Kasper opened his remarks by updating the cardinals and cardinal-designates on an important new document approved by a Vatican-Orthodox theological commission that has been working to heal the 1,000-year schism between the Catholic and Orthodox churches.

In the document, Catholic and Orthodox representatives both agreed that the pope has primacy over all bishops _ although they disagreed over just what authority that primacy gives him.

The development is significant since the Great Schism of 1054 _ which split the Catholic and Orthodox churches _ was precipitated largely by disagreements over the primacy of the pope.

Kasper told the cardinals that the document was an "important turning point," since it marked the first time that Orthodox churches had agreed there is a universal level of the church, that it has a primate, and that according to ancient church practice, that primate is the bishop of Rome _ the pope.
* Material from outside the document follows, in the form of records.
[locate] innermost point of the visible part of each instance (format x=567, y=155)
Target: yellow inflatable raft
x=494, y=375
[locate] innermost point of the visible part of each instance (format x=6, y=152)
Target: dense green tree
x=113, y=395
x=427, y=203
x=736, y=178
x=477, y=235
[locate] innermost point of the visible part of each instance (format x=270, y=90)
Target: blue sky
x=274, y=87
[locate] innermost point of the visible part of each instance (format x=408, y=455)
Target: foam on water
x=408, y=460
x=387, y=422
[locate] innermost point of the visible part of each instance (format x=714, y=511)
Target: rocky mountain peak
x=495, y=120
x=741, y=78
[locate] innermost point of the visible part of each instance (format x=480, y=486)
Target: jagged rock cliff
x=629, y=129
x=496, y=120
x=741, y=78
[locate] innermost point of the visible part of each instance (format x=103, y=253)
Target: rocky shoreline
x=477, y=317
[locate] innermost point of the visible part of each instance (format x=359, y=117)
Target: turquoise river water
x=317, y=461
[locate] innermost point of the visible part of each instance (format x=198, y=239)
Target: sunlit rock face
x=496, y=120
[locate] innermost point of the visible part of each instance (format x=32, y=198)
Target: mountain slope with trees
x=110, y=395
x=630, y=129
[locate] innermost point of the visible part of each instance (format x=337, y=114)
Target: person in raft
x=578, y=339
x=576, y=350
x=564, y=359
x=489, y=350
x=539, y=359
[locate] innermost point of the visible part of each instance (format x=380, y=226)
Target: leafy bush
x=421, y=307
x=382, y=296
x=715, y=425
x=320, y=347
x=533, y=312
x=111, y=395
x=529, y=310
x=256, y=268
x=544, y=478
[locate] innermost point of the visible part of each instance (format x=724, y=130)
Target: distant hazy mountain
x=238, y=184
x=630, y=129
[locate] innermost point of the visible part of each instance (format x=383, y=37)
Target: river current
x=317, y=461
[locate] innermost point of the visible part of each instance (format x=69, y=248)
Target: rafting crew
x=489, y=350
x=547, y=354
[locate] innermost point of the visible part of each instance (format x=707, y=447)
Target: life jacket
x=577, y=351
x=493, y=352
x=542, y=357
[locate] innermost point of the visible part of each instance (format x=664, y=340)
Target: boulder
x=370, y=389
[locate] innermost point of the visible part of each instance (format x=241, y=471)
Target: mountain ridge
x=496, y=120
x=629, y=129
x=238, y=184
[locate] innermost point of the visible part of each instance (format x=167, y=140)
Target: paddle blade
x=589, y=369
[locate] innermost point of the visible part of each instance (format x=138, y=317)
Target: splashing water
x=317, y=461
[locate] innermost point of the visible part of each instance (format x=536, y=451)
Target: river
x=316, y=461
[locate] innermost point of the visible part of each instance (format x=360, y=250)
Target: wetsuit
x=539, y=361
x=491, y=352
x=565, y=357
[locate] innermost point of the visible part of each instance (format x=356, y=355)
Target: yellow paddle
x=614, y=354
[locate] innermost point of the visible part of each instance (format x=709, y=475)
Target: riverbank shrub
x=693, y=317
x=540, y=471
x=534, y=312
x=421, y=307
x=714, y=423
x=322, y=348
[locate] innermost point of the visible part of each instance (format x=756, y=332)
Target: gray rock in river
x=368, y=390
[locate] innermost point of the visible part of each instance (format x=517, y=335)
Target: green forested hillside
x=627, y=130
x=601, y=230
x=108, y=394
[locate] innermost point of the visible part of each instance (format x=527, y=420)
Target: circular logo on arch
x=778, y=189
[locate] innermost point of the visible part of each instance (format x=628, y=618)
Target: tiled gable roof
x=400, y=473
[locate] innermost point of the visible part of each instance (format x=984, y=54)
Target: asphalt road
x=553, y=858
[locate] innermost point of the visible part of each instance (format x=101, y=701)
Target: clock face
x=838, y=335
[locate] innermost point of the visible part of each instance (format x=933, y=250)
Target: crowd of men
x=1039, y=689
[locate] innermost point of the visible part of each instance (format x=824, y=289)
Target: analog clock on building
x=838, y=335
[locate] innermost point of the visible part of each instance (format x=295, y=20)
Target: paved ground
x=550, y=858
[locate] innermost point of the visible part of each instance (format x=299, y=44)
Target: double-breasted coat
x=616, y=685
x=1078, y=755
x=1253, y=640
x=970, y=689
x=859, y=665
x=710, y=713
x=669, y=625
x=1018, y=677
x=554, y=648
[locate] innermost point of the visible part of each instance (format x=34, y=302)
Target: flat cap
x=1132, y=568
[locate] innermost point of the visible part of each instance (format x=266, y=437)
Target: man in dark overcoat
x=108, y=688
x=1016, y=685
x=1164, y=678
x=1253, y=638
Kasper said that the Vatican's relations with the Russian Orthodox Church, in particular, had become "significantly smoother" in recent years.

"We can say there's no longer a freeze but a thaw," Kasper said.

Tensions between the two churches have been strained over Orthodox accusations that the Vatican is seeking converts on traditionally Orthodox territories, particularly in eastern Europe _ charges that Rome denies.

The rift has precluded a meeting between a pope and Patriarch Alexy II, long sought by Pope John Paul II and pursued by Benedict.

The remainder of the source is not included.